Como o sr. vê a atual crise?

Como vamos perder tudo, melhor gastar imediatamente, me disse um amigo. Para outro, como vamos perder tudo, melhor dar. Isso me lembra uma fórmula do padre Serac, que cuidou de 50 mil crianças no sul da Índia durante 50 anos. Ele dizia: o que não é dado é perdido. Ao invés de reduzir os programas humanitários e caritativos, é preciso aumentá-los. É agora ou nunca.

Dito isto, creio que a crise revela e reflete o fracasso da idéia do consumo desenfreado, essa idéia de individualismo centrado na avidez do ganho.

Para obter uma bonificação, é preciso performances extraordinárias que levam a correr riscos – uma visão puramente individualista, egocêntrica, ultrapassada. Essa prática também está em contradição com a realidade porque somos todos interdependentes.

Fazemos parte da grande família humana, de um ambiente é nosso planeta. Negligenciar isso e manter essa visão extremamente estreita do ganho nos leva ao fracasso. Os resultados estão aí.

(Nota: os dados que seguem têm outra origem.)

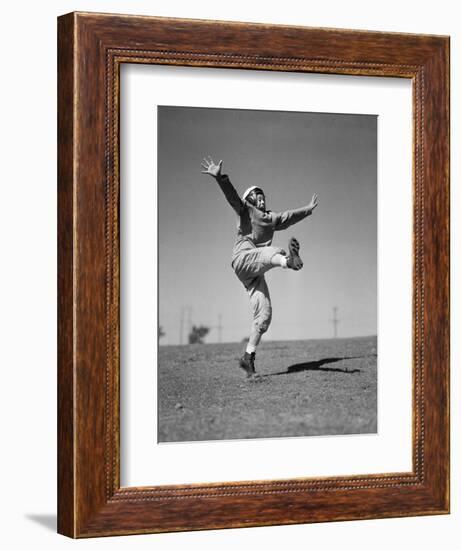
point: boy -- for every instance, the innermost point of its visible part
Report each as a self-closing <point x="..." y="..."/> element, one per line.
<point x="253" y="254"/>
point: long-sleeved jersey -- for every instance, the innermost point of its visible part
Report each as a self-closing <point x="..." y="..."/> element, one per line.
<point x="254" y="224"/>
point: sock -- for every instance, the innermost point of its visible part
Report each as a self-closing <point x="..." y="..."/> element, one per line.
<point x="250" y="349"/>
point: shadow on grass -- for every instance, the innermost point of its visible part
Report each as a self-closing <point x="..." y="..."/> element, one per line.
<point x="318" y="366"/>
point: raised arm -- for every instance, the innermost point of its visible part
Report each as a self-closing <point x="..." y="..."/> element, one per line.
<point x="214" y="170"/>
<point x="283" y="220"/>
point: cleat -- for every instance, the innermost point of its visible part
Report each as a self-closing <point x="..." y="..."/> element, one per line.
<point x="293" y="260"/>
<point x="247" y="363"/>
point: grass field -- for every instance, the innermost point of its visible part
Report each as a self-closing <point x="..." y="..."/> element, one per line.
<point x="309" y="387"/>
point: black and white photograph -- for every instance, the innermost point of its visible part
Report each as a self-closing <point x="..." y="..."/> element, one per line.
<point x="267" y="262"/>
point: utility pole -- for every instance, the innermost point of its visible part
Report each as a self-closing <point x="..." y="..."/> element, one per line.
<point x="335" y="322"/>
<point x="181" y="326"/>
<point x="219" y="328"/>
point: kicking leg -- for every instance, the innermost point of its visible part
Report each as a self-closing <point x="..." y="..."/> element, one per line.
<point x="293" y="260"/>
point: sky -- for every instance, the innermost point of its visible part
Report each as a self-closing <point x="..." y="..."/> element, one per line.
<point x="291" y="155"/>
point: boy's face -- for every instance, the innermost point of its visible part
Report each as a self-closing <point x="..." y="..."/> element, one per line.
<point x="259" y="200"/>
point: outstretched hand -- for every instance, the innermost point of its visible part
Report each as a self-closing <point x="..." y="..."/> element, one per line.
<point x="211" y="168"/>
<point x="314" y="202"/>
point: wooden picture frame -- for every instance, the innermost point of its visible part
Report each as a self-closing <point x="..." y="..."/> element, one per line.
<point x="91" y="48"/>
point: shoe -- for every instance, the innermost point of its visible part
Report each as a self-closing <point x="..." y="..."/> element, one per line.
<point x="293" y="259"/>
<point x="247" y="363"/>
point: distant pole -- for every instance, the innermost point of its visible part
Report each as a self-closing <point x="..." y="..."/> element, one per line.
<point x="219" y="328"/>
<point x="181" y="325"/>
<point x="335" y="322"/>
<point x="189" y="321"/>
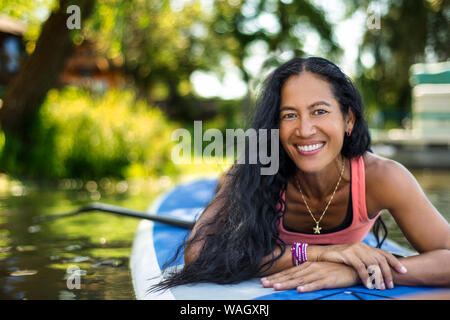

Muitos alertaram, mas enquanto as coisas corriam bem, ninguém queria se privar desse eldorado.

Em Davos de Davos todos discutiam como sair da crise. O sr. tem uma idéia?

Conheço economistas que trabalham com a noção de duplo
«bottom line» [resultatado financeiro líquido], que leva em conta o lucro e também as qualidades humanas e o comércio justo (conseqüências sociais das atividades econômicas). Eu defendo o triplo «bottom line», que inclui o meio ambiente. E numa escala de tempo diferente.

Para a economia, é imediatamente. Os mercados financeiros sobem e descem na hora. A qualidade humana requer mais tempo. Alguns anos, uma geração, uma carreira, uma família, uma vida. Para o meio ambiente, as mudanças ocorrem em 50 ou 100 anos.

Como conciliar essas escalas de tempo? A meu ver, a única solução é uma perspectiva altruísta. Todo mundo ganharia: as gerações futuras com o meio ambiente, a geração presente, no longo prazo, com qualidade de vida e porque não a prosperidade.

Com uma felicidade altruísta, todo mundo ganha. A busca desenfreada da felicidade egoísta leva a situações em que todo mundo perde. Um pouco de perspicácia, de julgamento e de bom senso permitem ver que estamos no mesmo barco e que ninguém tem interesse em ser franco atirador.

Em 2010, em Zurique, vamos organizar um seminário com o Dalaï-Lama, Muhammad Yunus (Prêmio Nobel da Paz 2006), Amartya Sen (Nobel de Economia 1998) e outros economistas. Questão: o altruísmo é compatível com modelos econômicos? A resposta é sim. Mas é preciso uma outra visão diferente da de Milton Friedmann, que defende a economia voltada para os acionistas ganharem dinheiro.

Resolver a crise é voltar o mais rápido possível ao que era antes do individualismo e da avidez do ganho. Como dizia Gandhi, há o suficiente para as necessidades de todos, mas não o suficiente para avidez de todos. Será que essa crise vai permitir mudar nossa visão das coisas?

O sr. diz que o budismo não é uma religião mas uma espiritualidade. A crise não vai provocar conflitos religiosos?

Claro que sim. Quando as religiões servem de bandeira para aumentar as divisões, é lamentável, catastrófico. Provoca banhos de sangue, vemos isso todos os dias.

Um dos objetivos do Dalaï-Lama é promover uma ética secular e a harmonia entre religiões. Contribuir para os sofrimentos e as divisões e não a apagá-las, é um fracasso das religiões.

Vamos dividir nossas terras, nossos recursos: as religiões deveriam inspirar esse movimento. É responsabilidade delas e um profundo assunto de reflexão para os chefes religiosos.

swissinfo, Pierre-François Besson

Início:Nasceu em 1946, filho do intelectual francês Jean-François Revel. Defendeu tese em genética celular no Istituto Pasteur.

Himalaia: Desde 1972, muda para a região do Himalaia, onde vive até hoje. Tornou-se monge budista em 1979 e é interprete em francês do Dalaï-Lama desde 1989.

Atividade: Autor de vários livros, entre eles “O monge e o filósofo”, escrito com seu pai e traduzido em 20 línguas. Traduziz lîvros do tibetano para o francês. Tem projetos humanitários no Tibete, no Nepal e na índia e participa de trabalhos de pesquisa científica.